The current interpersonal phenotype in the DSM-IV involves two criteria which are those of: (1) a pattern of unstable and intense interpersonal relationships characterized by alternating between extremes of idealization and devaluation; (2) Frantic efforts to avoid real or imagined abandonment." (Pilkonis, 2000) fuller characterization of interpersonal problems includes:
Intolerance of aloneness
Abandonment, engulfment, and annihilation concerns
Counterdependency
Unstable close relationships
Recurrent problems in close relationships (e.g., devaluation, entitlement)
Troubled psychiatric relationships (Pilkonis, 2000)
There are two methods of collecting data on adult attachment, which are those as following:
First method: Grew out of the developmental literature and clinical literature and relies on the Adult Attachment Interview (AAI, George, Kaplan & Main, 1985); and Second method: Grew out of the social psychological literature, uses a self-report questionnaire for assessing various aspects of adult attachment in romantic relationships and other social domains in adulthood. Two other questionnaires used quite frequently are: (1) Experiences in Close Relationships Scale-Revised (ECR-R, Fraley, Waller & Brennan, 2000) and (2) the Relationships Questionnaire (RSQ; Griffin & Bartholomew, 1994)
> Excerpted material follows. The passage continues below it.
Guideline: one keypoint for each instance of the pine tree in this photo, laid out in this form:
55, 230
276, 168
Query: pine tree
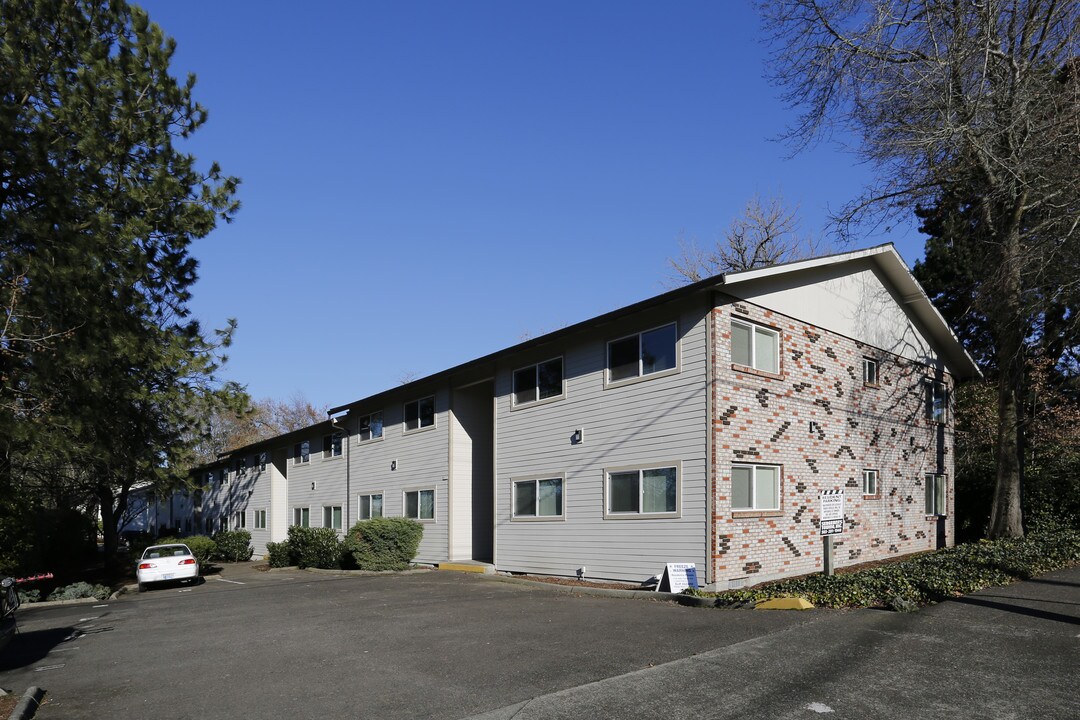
105, 374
According to Pilkonis (2006) "Global measures of functioning in major social roles are often used to assess aspects of interpersonal behavior and two commonly used exemplars are the Social Adjustment Scale (SAS: Weissman & Paykel, 1974) and the Longitudinal Interval Follow-Up Evaluation (LIFE, Keller et al., 1987) the Revised Adult Personality Functioning Assessment (RAPFA, Hill, Harrington, Fudge, Harrington, Pickles & Rubber, 2000) was developed with the more specific agenda of linking social behavior to interpersonal models of personality dysfunction. The RAPFA is an investigator-based interview that asks about functioning over substantial periods of time in up to six domains: work, romantic relationships, friendships, non-specific social interactions, negotiations, and day-to-day coping. The RAPFA was designed to assess interpersonal behaviors according to the rules and demands underlying each social domain, severity and type (e.g., discordant, avoidant) of impairment within each domain, and disorganization across domains." (Ibid) the following table labeled Figure 1 lists the levels of analysis of interpersonal functioning.
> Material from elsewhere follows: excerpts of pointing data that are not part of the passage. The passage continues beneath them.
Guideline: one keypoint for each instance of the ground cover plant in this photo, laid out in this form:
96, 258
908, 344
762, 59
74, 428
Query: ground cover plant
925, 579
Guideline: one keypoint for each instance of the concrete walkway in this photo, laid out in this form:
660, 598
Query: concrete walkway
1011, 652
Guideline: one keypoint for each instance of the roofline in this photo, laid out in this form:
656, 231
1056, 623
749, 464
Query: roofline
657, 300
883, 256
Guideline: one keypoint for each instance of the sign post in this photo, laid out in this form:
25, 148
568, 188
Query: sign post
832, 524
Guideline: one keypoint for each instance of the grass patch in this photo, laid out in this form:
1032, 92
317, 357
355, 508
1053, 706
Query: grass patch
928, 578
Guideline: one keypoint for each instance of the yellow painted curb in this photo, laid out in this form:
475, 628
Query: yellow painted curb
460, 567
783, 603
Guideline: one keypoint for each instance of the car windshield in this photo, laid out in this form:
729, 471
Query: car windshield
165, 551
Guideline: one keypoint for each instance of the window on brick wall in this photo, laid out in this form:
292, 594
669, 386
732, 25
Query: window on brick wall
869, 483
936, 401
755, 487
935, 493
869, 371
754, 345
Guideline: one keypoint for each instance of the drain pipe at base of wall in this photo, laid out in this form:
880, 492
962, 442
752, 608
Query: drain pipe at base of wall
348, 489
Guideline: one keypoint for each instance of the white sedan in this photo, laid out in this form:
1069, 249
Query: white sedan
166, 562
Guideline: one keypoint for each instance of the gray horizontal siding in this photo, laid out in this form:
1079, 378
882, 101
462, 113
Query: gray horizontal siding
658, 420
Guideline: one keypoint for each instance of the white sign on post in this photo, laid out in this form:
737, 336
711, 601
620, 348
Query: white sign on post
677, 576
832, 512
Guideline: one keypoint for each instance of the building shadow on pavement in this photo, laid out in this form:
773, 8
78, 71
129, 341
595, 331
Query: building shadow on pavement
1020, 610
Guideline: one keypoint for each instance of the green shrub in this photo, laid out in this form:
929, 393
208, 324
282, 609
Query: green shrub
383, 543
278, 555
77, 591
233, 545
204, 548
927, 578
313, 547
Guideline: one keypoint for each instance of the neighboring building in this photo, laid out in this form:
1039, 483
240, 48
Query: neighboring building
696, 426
Levels of Analysis of Interpersonal Functioning
Source: Pilkonis (2006)
The work of Gunderson (2006) states that degree that the BPD is caused by heredity is called the "level of heritability" and it is estimated at 68%. It is not the disorder itself that is inherited but instead it is the 'biogenetic dispositions' or the chances of development dependent upon other factors. Past studies have stated findings that disorders relating to regulation of emotions are "disproportionately higher in relatives of BPD patients." (Gunderson, 2006) According to Gunderson extreme sensitivity to separation or rejection is probably the root of the disturbed attachment temperament. Complex tasks such as impulse control, regulation of ones' emotions and social cue perception require 'normal neurological function' (Ibid). Studies conducted concerning BPD patients have served to identify increased incidents of neurological dysfunctions which are described as 'subtle [and] discernable upon close examination." (Gunderson, 2006)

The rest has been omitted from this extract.